Una de las características que siempre me ha llamado la atención en el Espiritismo y que, quizá por ello yo mismo estoy en un centro espírita, es que no se pregunta a nadie cómo es, de dónde viene, o qué piensa. Se acoge a todos por igual, se escucha, se atiende y, si se puede ayudar, se ayuda. El Libro de los Espíritus nos enseña que éstos, los espíritus, no tienen sexo y que, de hecho, en cada reencarnación venimos, unas veces como mujeres, y otras como hombres para, de este modo, aprender y experimentar las vicisitudes propias de cada sexo en cada momento histórico. En cuanto a la homosexualidad en sí, y dado que era un tema delicado en el siglo XIX, no se refiere nada, aunque grandes médiums del siglo siguiente, como Raúl Teixeira o Divaldo P. Franco, apuntan no sólo a la normalidad y dignidad de una persona homosexual y la injusticia de cualquier discriminación al respecto.

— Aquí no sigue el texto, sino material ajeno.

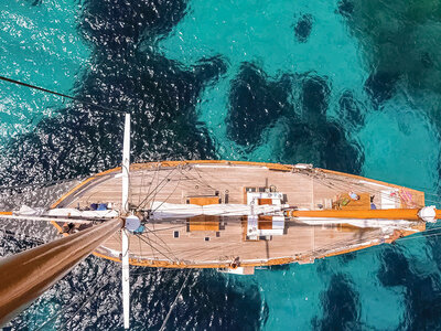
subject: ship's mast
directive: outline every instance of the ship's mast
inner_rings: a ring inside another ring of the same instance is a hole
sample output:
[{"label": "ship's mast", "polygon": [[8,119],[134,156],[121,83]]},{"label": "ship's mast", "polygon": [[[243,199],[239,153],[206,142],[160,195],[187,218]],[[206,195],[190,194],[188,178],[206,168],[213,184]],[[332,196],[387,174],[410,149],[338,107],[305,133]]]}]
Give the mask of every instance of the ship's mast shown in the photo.
[{"label": "ship's mast", "polygon": [[[126,114],[123,147],[122,147],[122,213],[129,212],[129,171],[130,171],[130,114]],[[125,329],[130,324],[130,266],[129,266],[129,236],[127,229],[121,229],[122,254],[122,313]]]}]

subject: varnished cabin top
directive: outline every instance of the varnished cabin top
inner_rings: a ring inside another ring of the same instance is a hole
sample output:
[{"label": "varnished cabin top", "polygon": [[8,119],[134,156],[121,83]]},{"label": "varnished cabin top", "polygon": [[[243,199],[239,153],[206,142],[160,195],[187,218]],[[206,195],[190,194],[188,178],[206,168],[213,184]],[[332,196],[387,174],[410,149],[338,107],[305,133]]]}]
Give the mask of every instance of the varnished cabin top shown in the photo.
[{"label": "varnished cabin top", "polygon": [[[121,170],[92,177],[53,207],[89,209],[107,204],[121,210]],[[353,192],[359,196],[353,200]],[[251,202],[252,201],[252,202]],[[256,217],[193,216],[148,220],[152,206],[172,204],[289,204],[298,210],[370,210],[422,207],[422,192],[304,164],[233,161],[176,161],[132,164],[129,202],[143,229],[130,234],[130,263],[155,267],[262,266],[357,250],[423,231],[424,223],[379,228],[351,222],[311,225],[283,212]],[[54,223],[61,231],[66,224]],[[250,234],[250,226],[257,232]],[[257,235],[256,235],[257,233]],[[120,235],[95,254],[120,260]]]}]

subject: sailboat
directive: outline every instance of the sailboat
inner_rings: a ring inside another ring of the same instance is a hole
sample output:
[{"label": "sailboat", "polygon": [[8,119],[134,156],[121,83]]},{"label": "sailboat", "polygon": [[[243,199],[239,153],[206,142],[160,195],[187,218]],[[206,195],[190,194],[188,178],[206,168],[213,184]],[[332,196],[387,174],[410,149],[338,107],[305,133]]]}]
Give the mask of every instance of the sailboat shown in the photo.
[{"label": "sailboat", "polygon": [[121,263],[129,328],[130,265],[250,275],[390,244],[439,217],[421,191],[312,164],[130,164],[127,114],[121,167],[73,185],[49,209],[0,213],[50,222],[62,236],[0,260],[0,324],[89,254]]}]

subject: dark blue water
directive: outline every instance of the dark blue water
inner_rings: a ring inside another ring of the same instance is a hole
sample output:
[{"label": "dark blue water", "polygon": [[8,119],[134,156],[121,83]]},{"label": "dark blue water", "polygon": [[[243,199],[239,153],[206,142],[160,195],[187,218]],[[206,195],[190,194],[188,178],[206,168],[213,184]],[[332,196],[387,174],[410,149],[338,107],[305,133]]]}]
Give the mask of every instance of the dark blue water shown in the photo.
[{"label": "dark blue water", "polygon": [[[3,0],[0,18],[1,74],[129,111],[132,161],[308,162],[439,200],[438,2]],[[1,185],[120,162],[118,113],[0,83],[0,128]],[[3,231],[1,253],[41,238]],[[251,277],[195,270],[166,327],[441,329],[440,263],[429,233]],[[186,271],[131,271],[132,328],[159,329]],[[42,325],[120,329],[120,266],[89,257],[11,323]]]}]

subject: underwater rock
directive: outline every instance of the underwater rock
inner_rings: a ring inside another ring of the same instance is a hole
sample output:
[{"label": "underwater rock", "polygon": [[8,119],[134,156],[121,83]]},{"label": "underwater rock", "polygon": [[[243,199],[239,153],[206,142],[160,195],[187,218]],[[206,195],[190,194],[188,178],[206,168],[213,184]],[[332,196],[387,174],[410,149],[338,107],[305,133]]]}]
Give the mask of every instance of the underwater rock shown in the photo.
[{"label": "underwater rock", "polygon": [[345,90],[338,100],[341,116],[352,126],[363,126],[365,121],[362,105],[355,99],[351,90]]},{"label": "underwater rock", "polygon": [[288,75],[269,82],[256,65],[244,63],[232,83],[226,120],[228,137],[254,149],[262,131],[292,108],[288,102],[290,85]]},{"label": "underwater rock", "polygon": [[344,17],[349,17],[354,12],[354,2],[352,0],[341,0],[337,12]]},{"label": "underwater rock", "polygon": [[398,74],[390,72],[375,72],[369,75],[365,82],[365,90],[376,106],[392,97],[398,78]]},{"label": "underwater rock", "polygon": [[331,94],[327,79],[321,76],[306,75],[302,83],[303,115],[310,121],[324,119]]},{"label": "underwater rock", "polygon": [[295,38],[304,43],[311,34],[313,18],[311,14],[302,14],[294,26]]},{"label": "underwater rock", "polygon": [[289,122],[281,159],[288,163],[313,163],[315,167],[359,173],[364,154],[337,122],[320,125]]},{"label": "underwater rock", "polygon": [[185,10],[185,0],[87,1],[78,26],[83,38],[96,46],[122,51],[126,44],[170,32]]},{"label": "underwater rock", "polygon": [[[142,29],[164,32],[182,18],[185,7],[166,1],[123,1],[104,4],[86,2],[78,26],[94,40],[90,70],[75,85],[75,96],[101,106],[131,113],[132,161],[164,159],[206,159],[215,156],[206,129],[197,121],[195,106],[202,88],[226,70],[219,57],[202,60],[184,70],[179,63],[153,52],[141,52]],[[150,12],[142,20],[132,10]],[[178,7],[179,8],[179,7]],[[89,14],[98,24],[95,31]],[[140,23],[140,20],[142,23]],[[85,22],[87,21],[87,22]],[[103,22],[104,22],[103,21]],[[121,24],[121,22],[125,22]],[[127,25],[128,24],[128,25]],[[139,25],[137,29],[125,26]],[[95,35],[96,34],[96,35]],[[127,39],[131,42],[127,42]],[[111,41],[110,41],[111,40]],[[125,40],[125,41],[122,41]],[[122,42],[120,42],[122,41]],[[0,156],[0,183],[8,185],[78,178],[120,163],[122,116],[93,106],[72,103],[60,114],[43,119],[35,129],[19,136]]]}]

Con Raúl Teixeira nos podemos preguntar que por qué una persona es homosexual y, muchas veces, no podríamos responder esta pregunta desde el momento en que la Ley del Olvido no nos permite atisbar vidas anteriores. Sin embargo, a la vista de toda la Codificación de Allan Kardec, podríamos intuir una pluralidad de motivos: hay personas que son homosexuales porque, en vidas anteriores, fueron muy homófobas y cometieron tremendas injusticias. Es justo que en la vida actual, encarnen como homosexuales para comprender las dificultades que tal situación pueda conllevar y, de este modo, en el presente y en el futuro, poder comprender a otras personas que, sea por el motivo que sea, sean "distintas" a lo habitual. Puede ser, también, que haya de por medio algún tipo de misión que requiera que dichas personas -hombres o mujeres- en una reencarnación concreta no tengan una familia, llamémosla "convencional", sin hijos por tanto, porque deban tener una mayor disponibilidad de tiempo o afectiva para otros cometidos. Hay también quien apunta a que la homosexualidad puede ser una manera natural de controlar la natalidad de un planeta superpoblado sin rechazar, en paralelo, el afecto, amor o trabajo que toda persona puede y debe trasladar a sus semejantes. Y habría un largo etcétera de motivos que alargarían demasiado esta publicación.
Sea como fuere, la gran lección que nos da Jesús en la lectura del Evangelio que hoy comentamos, es mucho más amplia: nos muestra como el amor sincero puede unir a las personas, a los pueblos, a las culturas, a las clases sociales o a las distintas religiones y espiritualidades. Un centurión romano y un "gurú" de un pueblo dominado por Roma se encuentran, conversan, empatizan, se aprecian y, como resultado, no puede salir sino cosas buenas: la salud de un tercero, un ejemplo de fe en la Espiritualidad, una fraternidad bien entendida y una promesa: habrá un momento en que todos los pueblos -de oriente y occidente- estaremos unidos, en paz y trabajando juntos por las cosas que realmente importan.